I need help understanding hint in the answer to this question: $r$-cycle to a power $k$ is also an $r$-cycle if and only if $\gcd(k, r) = 1$. The third comment also seems to be the same hint.
The hint also appears here: Powers of $m$-cycles are also $m$-cycles
To be clear, the hint seems to be that if $\gcd(k,r)=1$, then $\langle \sigma^k \rangle=\langle \sigma \rangle$.
I know why the hint is true. It is because for any group $G$, if $|x|=r$ then $|x^k|=\frac{r}{\gcd(r,k)}$. Indeed, this fact immediately shows that if $\gcd(k,r)>1$, then $\sigma^k$ is not an $r$-cycle since it has order strictly less than $r$ and $r$-cycles have order $r$.

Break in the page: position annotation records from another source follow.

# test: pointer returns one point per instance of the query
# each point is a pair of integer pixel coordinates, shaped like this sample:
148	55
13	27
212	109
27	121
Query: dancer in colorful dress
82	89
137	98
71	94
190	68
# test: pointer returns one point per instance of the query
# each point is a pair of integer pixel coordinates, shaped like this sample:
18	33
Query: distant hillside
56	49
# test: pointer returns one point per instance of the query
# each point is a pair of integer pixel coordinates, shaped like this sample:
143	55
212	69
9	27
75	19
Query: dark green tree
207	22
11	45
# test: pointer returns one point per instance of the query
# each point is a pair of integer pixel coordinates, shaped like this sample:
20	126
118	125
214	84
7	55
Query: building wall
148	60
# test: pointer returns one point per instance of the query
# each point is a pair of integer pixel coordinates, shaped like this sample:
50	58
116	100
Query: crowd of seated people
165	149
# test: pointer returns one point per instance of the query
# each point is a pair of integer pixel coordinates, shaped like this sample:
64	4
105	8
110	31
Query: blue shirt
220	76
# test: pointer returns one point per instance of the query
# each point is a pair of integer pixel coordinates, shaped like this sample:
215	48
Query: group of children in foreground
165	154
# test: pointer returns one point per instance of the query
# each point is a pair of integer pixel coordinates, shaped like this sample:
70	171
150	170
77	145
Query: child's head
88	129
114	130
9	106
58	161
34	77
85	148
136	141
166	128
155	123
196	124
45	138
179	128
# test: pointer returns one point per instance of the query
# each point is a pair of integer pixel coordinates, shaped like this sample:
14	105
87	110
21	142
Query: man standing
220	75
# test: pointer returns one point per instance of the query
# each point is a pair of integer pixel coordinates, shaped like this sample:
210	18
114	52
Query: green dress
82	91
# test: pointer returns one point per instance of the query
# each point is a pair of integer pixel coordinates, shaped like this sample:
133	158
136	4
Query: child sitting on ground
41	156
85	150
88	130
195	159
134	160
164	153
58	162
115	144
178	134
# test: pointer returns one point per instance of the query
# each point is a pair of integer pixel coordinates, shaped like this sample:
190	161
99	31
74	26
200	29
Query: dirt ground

Conversely, suppose $\gcd(k,r)=1$. What I don't understand is how knowing $\langle \sigma^k \rangle=\langle \sigma \rangle$ helps show that $\sigma^k$ is an $r$-cycle? I've already seen the solution where one shows that $\sigma^k(i)=i+k\pmod r$, but this hint I'm not understanding seems to lead to different solution which somehow avoids this computation.
Look at the contrapositive. If $\sigma^k$ is not an $r$-cycle, then it is the product of shorter cycles, and there are an $i\in\operatorname{dom}\sigma$ and an integer $\ell$ such that $2\le\ell<r$ and $(\sigma^k)^\ell(i)=i$. But then the identity permutation and $(\sigma^k)^\ell$ are distinct members of $\langle\sigma^k\rangle$ sending $i$ to $i$, while $\langle\sigma\rangle$ clearly does not have a non-identity permutation that fixes $i$. Thus, $\langle\sigma^k\rangle\ne\langle\sigma\rangle$.